Man stelle sich vor, man berichtet als Journalistin oder Journalist über einen hochrangigen Manager in Österreich. Man bringt in Erfahrung, dass dieser Wirtschaftstreibende beispielsweise kriminell agiert, dass er fragwürdige persönliche Geschäfte zulasten seines Unternehmens betreibt oder etwa mit Politikern auf merkwürdige Weise verbandelt ist. Man berichtet über diese Missstände.

In der Folge kann es leicht passieren, dass sich die Berichterstattung auf den Aktienkurs des betreffenden Unternehmens auswirkt. Konkret: dass er nach unten geht, weil Vorwürfe bekannt werden, die Anlegerinnen und Anleger verunsichern. Dies ist bei weitem kein theoretisches Szenario, sondern kommt in der (wirtschafts-)journalistischen Praxis immer wieder vor.

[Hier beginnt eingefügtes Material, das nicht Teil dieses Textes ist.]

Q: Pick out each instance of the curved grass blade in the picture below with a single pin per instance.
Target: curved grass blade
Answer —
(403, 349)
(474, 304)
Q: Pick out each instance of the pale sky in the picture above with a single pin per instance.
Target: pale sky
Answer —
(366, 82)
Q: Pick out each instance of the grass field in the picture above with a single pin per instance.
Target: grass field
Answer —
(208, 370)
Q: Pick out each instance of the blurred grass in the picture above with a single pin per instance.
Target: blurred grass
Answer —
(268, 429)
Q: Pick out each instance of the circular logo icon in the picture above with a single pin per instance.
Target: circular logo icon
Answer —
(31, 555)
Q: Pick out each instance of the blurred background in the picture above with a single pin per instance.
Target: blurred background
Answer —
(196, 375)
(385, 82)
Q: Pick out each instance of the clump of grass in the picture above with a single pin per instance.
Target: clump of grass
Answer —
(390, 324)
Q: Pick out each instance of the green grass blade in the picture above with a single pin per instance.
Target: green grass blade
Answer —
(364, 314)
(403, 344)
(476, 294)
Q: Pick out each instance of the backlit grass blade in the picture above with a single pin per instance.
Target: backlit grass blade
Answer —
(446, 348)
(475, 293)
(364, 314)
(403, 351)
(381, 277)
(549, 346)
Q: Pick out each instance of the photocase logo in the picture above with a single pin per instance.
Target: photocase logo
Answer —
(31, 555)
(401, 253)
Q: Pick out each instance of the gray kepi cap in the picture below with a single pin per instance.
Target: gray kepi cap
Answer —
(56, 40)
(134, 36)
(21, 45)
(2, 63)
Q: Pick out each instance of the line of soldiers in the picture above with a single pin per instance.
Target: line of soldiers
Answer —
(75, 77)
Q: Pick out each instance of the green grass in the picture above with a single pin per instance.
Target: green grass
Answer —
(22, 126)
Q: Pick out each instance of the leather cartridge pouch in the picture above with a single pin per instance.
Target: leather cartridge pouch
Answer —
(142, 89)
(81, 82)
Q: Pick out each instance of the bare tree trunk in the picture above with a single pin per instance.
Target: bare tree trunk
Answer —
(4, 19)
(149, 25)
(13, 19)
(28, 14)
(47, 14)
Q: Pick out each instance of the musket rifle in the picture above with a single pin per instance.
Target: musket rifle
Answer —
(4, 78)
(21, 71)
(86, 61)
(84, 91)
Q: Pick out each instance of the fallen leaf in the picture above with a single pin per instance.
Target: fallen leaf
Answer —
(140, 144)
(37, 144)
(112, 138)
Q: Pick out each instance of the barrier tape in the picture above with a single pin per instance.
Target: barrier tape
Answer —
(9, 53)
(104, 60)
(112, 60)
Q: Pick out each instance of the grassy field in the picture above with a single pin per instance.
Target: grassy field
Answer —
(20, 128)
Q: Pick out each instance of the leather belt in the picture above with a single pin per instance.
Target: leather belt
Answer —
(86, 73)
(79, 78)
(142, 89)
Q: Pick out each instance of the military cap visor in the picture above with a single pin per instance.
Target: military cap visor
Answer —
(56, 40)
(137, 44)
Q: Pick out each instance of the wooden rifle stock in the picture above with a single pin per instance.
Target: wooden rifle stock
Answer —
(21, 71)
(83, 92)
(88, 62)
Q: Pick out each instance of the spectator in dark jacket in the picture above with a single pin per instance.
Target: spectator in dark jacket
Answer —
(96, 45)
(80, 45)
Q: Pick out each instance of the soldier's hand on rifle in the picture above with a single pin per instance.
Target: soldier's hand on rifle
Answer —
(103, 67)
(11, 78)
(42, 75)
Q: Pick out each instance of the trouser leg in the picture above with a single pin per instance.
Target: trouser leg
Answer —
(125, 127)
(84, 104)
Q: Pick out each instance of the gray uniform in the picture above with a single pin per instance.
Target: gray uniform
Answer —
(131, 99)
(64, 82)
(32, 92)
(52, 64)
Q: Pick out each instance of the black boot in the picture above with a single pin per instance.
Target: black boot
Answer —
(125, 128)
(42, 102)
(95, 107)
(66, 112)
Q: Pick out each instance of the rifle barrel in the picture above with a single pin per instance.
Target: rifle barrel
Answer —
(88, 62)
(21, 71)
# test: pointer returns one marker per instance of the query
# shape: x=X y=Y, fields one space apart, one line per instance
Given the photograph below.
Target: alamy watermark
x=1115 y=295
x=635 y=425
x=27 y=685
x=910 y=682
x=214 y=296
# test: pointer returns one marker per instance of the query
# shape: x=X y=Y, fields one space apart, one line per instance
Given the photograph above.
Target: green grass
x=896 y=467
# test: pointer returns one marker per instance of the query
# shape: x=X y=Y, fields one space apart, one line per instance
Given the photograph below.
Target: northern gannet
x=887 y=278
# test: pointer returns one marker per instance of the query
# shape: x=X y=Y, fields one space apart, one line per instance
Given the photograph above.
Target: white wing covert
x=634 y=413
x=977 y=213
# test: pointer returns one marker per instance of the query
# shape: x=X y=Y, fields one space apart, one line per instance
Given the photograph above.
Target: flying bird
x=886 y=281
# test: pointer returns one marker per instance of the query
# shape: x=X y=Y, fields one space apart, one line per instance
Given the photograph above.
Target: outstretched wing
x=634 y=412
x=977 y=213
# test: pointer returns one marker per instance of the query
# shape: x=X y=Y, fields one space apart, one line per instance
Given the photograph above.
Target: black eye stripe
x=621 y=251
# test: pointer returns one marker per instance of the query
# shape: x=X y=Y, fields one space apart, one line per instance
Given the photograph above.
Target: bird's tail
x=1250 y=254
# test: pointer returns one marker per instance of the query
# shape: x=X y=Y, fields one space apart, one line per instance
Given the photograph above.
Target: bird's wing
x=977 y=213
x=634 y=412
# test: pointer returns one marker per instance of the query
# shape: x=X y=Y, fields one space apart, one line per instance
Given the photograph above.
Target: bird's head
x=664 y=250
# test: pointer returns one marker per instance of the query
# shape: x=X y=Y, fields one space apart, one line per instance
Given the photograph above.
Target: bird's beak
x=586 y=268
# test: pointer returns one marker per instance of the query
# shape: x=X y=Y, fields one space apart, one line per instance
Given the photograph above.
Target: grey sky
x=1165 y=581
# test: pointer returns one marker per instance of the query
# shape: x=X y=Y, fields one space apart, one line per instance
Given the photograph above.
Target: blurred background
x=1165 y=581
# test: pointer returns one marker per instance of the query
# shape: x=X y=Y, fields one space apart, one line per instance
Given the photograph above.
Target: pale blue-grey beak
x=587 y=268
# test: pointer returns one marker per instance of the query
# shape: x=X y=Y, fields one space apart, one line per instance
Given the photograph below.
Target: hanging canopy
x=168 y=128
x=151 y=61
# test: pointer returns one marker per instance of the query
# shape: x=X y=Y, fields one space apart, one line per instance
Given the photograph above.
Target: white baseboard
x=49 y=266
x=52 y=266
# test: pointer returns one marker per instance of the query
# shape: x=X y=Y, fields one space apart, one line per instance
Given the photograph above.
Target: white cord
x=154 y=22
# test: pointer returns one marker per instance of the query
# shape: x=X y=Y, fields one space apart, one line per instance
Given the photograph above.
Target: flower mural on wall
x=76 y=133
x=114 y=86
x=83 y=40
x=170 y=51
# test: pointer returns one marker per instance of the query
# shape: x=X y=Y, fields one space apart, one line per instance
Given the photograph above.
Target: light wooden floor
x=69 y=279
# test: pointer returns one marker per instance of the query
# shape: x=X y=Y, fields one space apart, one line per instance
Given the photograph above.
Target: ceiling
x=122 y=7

Schlimmstenfalls ist es sogar denkbar, dass sich Journalistinnen und Journalisten persönlich bereichern, indem sie mittels journalistischer Verwertung von Insider-Informationen Aktienkurse gezielt zu beeinflussen versuchen.

Vorsicht bei Wertpapieren

Eben deshalb ist es Redaktionen wie jener des STANDARD wichtig, auf etwas zu achten, das für manche wie eine Nebensache erscheinen mag, aber in Wahrheit unabdingbar ist, um allerlei Interessenkonflikte zu vermeiden: Wie sieht es um den Wertpapierbesitz der Redakteurinnen und Redakteure aus?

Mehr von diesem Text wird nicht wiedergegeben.